Mi estancia en Popayán obedecía a mi recién encuentro con un personaje que todavía hoy me asombra, el indígena nasa, Manuel Quintín Lame, al que recién en Tuluá Germán Cardona Cruz me había presentado por dos libros que contaban de sus luchas y de su ideario libertario frente a la opresión a que eran sometidos sus iguales por los señores terratenientes del Cauca, liderados por personajes como el versificador Guillermo Valencia, que lo humilló haciéndolo recorrer Popayán montado al revés en una mula, mientras los patojos lo escarnecían e insultaban.

Por supuesto quería saber más de un indio que se atrevió a enfrentar a los dueños del país y a reclamar las tierras caucanas para sus dueños naturales los pueblos nasa e ingas, sometidos desde la independencia a un despiadado vasallaje.

Sin que yo lo supiera por las mismas fechas en que hurgaba en infolios sobre Quintín, se fraguaba en el Cauca la consolidación de la primera organización que buscaba darle una dirección unificada a las luchas reivindicativas de los pueblos indígenas.
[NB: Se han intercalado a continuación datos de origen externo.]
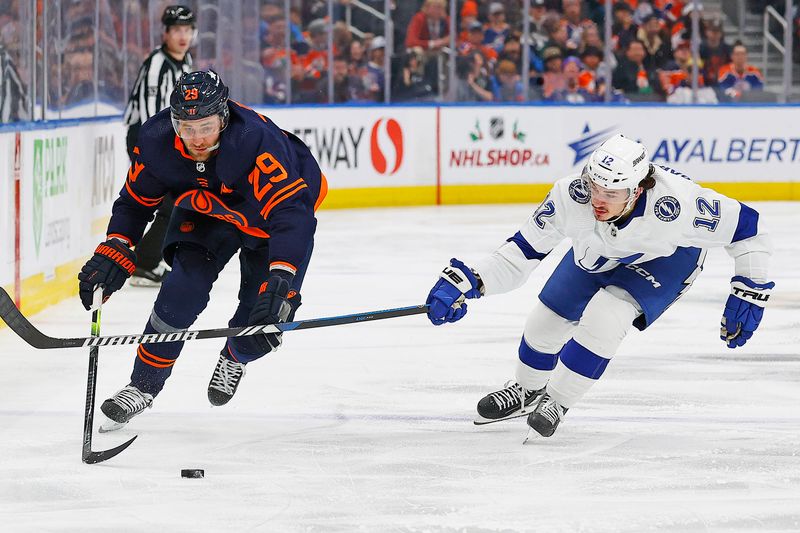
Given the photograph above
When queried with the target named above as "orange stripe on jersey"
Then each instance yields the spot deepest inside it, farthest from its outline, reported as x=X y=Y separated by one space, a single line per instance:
x=180 y=148
x=282 y=195
x=288 y=266
x=323 y=191
x=147 y=202
x=146 y=357
x=135 y=170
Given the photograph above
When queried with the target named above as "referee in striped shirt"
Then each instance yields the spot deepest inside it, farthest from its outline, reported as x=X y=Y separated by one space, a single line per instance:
x=13 y=101
x=157 y=77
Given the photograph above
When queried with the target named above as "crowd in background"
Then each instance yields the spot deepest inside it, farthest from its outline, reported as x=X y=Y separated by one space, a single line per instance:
x=651 y=58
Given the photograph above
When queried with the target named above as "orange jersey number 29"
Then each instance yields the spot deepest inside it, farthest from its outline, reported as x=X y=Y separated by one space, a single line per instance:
x=266 y=172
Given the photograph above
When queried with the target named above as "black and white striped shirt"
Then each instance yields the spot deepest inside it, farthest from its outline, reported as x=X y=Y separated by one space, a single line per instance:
x=13 y=101
x=156 y=79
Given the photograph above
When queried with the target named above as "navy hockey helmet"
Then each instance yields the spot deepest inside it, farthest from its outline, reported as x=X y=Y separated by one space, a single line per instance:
x=197 y=95
x=178 y=16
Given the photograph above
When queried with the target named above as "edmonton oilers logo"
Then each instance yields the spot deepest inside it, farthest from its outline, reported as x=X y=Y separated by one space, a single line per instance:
x=578 y=191
x=667 y=208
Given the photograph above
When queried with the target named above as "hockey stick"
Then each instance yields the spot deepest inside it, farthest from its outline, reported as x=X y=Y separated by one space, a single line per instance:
x=90 y=457
x=28 y=332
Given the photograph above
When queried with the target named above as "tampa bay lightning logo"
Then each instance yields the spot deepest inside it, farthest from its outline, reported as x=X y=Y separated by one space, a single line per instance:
x=667 y=208
x=578 y=191
x=588 y=141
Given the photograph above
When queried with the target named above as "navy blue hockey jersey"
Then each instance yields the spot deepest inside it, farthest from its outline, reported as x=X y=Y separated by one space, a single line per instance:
x=261 y=179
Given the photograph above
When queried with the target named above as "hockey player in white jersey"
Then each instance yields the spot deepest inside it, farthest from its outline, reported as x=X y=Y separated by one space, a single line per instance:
x=639 y=236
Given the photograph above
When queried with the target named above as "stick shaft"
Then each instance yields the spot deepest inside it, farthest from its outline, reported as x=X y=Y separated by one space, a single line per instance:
x=30 y=334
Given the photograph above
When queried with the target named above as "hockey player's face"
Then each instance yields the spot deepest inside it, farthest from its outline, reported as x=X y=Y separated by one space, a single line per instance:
x=178 y=39
x=199 y=135
x=608 y=203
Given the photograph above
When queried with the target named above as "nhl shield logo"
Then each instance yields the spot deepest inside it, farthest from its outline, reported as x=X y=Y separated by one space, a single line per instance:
x=496 y=127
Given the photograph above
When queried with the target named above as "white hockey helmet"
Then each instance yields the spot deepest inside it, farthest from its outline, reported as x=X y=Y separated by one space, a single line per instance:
x=618 y=163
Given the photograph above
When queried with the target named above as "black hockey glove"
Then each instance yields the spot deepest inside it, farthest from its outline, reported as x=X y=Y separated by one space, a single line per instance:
x=113 y=262
x=276 y=303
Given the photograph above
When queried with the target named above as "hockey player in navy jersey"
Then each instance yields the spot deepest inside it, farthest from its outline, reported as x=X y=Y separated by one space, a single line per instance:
x=241 y=185
x=639 y=236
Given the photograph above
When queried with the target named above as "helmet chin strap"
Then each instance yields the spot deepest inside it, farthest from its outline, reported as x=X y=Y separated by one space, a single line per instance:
x=627 y=209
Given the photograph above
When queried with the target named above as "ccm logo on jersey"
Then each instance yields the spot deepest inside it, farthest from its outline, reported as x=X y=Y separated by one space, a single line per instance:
x=645 y=274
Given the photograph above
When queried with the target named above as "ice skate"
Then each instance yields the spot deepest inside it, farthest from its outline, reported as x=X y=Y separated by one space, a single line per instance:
x=150 y=278
x=505 y=404
x=544 y=420
x=123 y=406
x=225 y=380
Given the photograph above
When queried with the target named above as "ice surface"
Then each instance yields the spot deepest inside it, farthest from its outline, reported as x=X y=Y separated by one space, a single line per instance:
x=368 y=427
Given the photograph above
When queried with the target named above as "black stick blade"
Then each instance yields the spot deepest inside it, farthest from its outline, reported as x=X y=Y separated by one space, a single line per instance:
x=98 y=457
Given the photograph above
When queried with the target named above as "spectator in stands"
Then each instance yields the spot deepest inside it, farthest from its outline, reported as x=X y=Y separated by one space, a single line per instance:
x=590 y=79
x=375 y=79
x=557 y=36
x=469 y=14
x=623 y=30
x=429 y=29
x=356 y=57
x=676 y=79
x=572 y=92
x=657 y=48
x=316 y=60
x=738 y=76
x=342 y=37
x=536 y=29
x=474 y=43
x=574 y=22
x=631 y=76
x=472 y=81
x=498 y=29
x=412 y=83
x=591 y=37
x=553 y=77
x=714 y=51
x=506 y=85
x=346 y=87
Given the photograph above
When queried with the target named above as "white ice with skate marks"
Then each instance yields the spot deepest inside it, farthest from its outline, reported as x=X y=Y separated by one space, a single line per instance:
x=368 y=427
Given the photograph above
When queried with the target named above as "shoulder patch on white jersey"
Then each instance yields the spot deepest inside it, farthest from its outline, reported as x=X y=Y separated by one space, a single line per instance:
x=578 y=192
x=667 y=208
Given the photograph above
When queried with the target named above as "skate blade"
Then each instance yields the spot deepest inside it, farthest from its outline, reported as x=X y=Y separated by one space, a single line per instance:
x=109 y=425
x=531 y=437
x=481 y=421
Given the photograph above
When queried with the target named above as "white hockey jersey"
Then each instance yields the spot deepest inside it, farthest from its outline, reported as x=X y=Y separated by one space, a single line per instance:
x=675 y=213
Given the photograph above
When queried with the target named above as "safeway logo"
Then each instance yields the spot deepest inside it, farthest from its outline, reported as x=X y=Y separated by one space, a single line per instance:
x=386 y=146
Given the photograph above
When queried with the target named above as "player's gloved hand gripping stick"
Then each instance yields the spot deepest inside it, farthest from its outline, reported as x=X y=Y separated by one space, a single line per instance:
x=447 y=298
x=113 y=262
x=743 y=310
x=276 y=302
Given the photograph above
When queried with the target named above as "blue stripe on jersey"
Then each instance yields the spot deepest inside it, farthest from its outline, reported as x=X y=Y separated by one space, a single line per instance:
x=630 y=259
x=638 y=210
x=748 y=223
x=525 y=246
x=583 y=361
x=536 y=359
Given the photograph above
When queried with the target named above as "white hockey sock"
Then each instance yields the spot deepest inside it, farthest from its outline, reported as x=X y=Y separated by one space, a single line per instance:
x=568 y=387
x=531 y=378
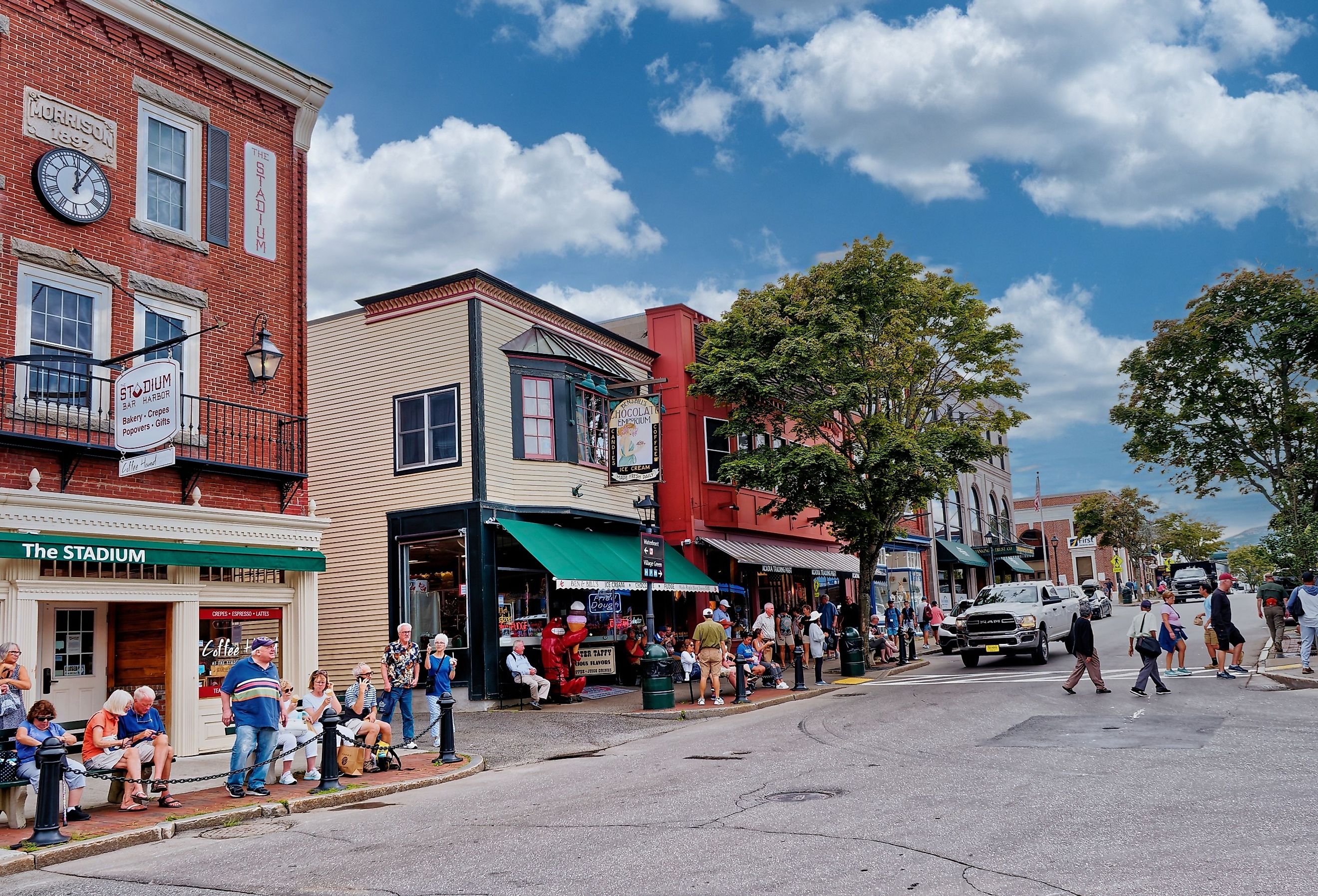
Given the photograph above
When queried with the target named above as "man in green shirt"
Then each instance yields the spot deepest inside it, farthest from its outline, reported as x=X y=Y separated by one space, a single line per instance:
x=711 y=649
x=1272 y=609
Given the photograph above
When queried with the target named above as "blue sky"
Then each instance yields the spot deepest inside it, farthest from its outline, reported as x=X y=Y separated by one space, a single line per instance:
x=1088 y=164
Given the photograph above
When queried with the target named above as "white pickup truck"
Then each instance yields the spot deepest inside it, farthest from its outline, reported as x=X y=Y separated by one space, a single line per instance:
x=1016 y=618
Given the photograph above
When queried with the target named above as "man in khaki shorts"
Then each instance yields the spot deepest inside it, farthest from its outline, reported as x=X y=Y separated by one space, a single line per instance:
x=711 y=649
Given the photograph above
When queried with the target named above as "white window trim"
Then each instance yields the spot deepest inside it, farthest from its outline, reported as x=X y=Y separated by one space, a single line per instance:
x=458 y=427
x=193 y=176
x=704 y=439
x=192 y=318
x=100 y=292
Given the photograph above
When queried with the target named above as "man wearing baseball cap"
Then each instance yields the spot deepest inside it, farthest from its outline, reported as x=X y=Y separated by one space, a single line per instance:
x=1230 y=641
x=250 y=699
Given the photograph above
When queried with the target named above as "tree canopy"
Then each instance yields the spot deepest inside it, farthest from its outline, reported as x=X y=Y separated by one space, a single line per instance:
x=1226 y=396
x=873 y=384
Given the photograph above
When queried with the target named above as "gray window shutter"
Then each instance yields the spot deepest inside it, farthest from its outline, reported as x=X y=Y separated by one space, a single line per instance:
x=218 y=186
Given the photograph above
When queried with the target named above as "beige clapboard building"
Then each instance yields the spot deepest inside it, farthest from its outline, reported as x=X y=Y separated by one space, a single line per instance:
x=458 y=438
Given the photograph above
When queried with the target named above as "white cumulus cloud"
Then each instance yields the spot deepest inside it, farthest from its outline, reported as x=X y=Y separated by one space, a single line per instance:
x=459 y=197
x=1071 y=365
x=1111 y=110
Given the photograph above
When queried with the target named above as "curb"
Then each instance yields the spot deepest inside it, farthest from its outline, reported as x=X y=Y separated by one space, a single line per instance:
x=737 y=709
x=17 y=862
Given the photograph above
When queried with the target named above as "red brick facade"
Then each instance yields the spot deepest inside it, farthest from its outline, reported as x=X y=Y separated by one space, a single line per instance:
x=90 y=60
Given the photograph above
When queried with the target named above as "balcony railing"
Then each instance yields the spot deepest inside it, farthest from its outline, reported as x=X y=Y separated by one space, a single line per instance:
x=64 y=405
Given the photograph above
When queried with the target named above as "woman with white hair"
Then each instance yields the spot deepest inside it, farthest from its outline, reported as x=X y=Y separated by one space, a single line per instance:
x=442 y=670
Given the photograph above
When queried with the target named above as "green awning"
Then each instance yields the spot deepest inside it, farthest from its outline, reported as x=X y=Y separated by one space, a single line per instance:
x=27 y=546
x=952 y=551
x=1016 y=565
x=596 y=561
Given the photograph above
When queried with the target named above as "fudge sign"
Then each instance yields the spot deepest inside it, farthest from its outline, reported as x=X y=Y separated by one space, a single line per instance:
x=148 y=405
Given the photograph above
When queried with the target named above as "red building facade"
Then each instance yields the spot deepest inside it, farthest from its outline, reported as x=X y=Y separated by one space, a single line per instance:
x=754 y=557
x=153 y=189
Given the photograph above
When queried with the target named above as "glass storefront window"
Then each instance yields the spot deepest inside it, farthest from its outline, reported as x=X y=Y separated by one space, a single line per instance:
x=226 y=635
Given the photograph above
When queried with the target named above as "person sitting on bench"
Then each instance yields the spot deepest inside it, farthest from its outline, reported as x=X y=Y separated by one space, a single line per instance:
x=144 y=722
x=359 y=715
x=103 y=750
x=32 y=733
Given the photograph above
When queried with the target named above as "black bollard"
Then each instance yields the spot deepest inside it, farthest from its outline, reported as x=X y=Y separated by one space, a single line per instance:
x=446 y=730
x=329 y=753
x=799 y=656
x=741 y=682
x=50 y=759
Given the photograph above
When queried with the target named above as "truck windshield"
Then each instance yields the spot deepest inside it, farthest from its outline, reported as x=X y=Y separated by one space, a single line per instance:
x=1008 y=595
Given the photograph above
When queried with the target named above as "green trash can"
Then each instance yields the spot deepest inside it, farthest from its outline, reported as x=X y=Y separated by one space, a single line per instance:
x=656 y=679
x=853 y=654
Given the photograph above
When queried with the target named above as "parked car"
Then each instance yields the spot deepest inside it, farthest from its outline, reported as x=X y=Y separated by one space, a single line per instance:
x=1018 y=618
x=1100 y=604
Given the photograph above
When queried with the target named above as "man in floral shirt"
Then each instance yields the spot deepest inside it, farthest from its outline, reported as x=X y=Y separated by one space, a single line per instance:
x=397 y=678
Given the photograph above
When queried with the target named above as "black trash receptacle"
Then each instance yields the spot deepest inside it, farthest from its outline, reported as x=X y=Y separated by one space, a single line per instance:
x=853 y=654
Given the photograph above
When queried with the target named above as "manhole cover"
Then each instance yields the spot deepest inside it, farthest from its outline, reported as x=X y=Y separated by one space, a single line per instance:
x=798 y=796
x=251 y=829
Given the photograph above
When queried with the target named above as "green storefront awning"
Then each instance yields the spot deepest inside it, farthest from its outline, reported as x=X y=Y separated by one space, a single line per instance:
x=1016 y=565
x=952 y=551
x=27 y=546
x=598 y=561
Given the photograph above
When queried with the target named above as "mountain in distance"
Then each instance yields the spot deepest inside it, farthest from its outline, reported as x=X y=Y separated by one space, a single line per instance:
x=1247 y=537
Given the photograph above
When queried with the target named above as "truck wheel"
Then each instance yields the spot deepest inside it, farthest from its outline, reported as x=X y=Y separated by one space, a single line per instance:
x=1040 y=654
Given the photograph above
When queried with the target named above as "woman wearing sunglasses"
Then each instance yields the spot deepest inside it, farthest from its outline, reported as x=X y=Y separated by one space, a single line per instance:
x=38 y=726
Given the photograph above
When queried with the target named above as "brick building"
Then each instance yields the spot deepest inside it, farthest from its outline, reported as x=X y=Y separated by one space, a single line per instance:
x=1072 y=559
x=152 y=188
x=756 y=558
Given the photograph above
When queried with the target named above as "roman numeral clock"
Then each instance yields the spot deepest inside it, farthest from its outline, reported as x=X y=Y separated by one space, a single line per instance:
x=71 y=185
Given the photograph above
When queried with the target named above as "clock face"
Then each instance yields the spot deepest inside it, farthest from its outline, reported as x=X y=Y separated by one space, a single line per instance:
x=73 y=186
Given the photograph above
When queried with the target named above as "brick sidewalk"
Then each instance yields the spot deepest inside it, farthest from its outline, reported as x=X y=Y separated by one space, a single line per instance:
x=417 y=771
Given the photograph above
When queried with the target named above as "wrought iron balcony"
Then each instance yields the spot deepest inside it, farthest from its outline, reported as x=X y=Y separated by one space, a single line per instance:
x=62 y=406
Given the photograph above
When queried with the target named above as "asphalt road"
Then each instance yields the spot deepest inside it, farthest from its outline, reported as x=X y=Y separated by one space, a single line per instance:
x=990 y=781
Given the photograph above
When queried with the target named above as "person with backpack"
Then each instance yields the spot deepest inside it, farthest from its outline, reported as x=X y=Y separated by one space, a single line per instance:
x=1304 y=608
x=1143 y=635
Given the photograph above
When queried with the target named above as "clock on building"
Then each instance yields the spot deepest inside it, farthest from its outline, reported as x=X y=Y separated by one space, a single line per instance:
x=71 y=185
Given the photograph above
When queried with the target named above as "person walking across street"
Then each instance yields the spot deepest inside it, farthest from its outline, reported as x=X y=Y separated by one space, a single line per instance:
x=1171 y=635
x=1143 y=635
x=711 y=649
x=1304 y=608
x=398 y=674
x=1086 y=655
x=250 y=700
x=1272 y=610
x=818 y=641
x=1230 y=641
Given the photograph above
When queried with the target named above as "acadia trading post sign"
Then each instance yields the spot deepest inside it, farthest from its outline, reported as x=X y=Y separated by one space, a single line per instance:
x=635 y=439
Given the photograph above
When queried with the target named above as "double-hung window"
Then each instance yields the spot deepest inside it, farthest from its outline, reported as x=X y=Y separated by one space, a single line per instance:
x=591 y=413
x=717 y=448
x=426 y=430
x=538 y=418
x=169 y=169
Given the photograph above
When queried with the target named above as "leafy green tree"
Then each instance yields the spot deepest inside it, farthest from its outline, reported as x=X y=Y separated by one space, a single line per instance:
x=1253 y=562
x=873 y=381
x=1294 y=542
x=1228 y=396
x=1118 y=521
x=1193 y=539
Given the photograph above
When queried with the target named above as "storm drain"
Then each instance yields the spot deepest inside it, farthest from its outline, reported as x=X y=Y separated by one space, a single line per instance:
x=798 y=796
x=254 y=829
Fue así como asistí como invitado a un encuentro que se realizaría en un resguardo ubicado en el municipio de Caloto y que años más tarde sería casi borrado del mapa por una avalancha, me refiero a Toez, donde se ratificaría la creación del Consejo Regional del Cauca (Cric) como máximo organismo direccional de las luchas indígenas y que había sido creado con siete cabildos en Toribio en 1971.

Desde entonces mucho ha cambiado en la configuración política y social de los territorios ancestrales, que contra viento y marea han conservado su independencia frente a la insurgencia, a la política tradicional y que se han convertido en la piedra en el zapato de los señores de la tierra, sean de la tradición terrateniente o de la emergencia narcotraficante. A ellos y a la Minga que lideran mi efusiva solidaridad y mi respetuoso saludo.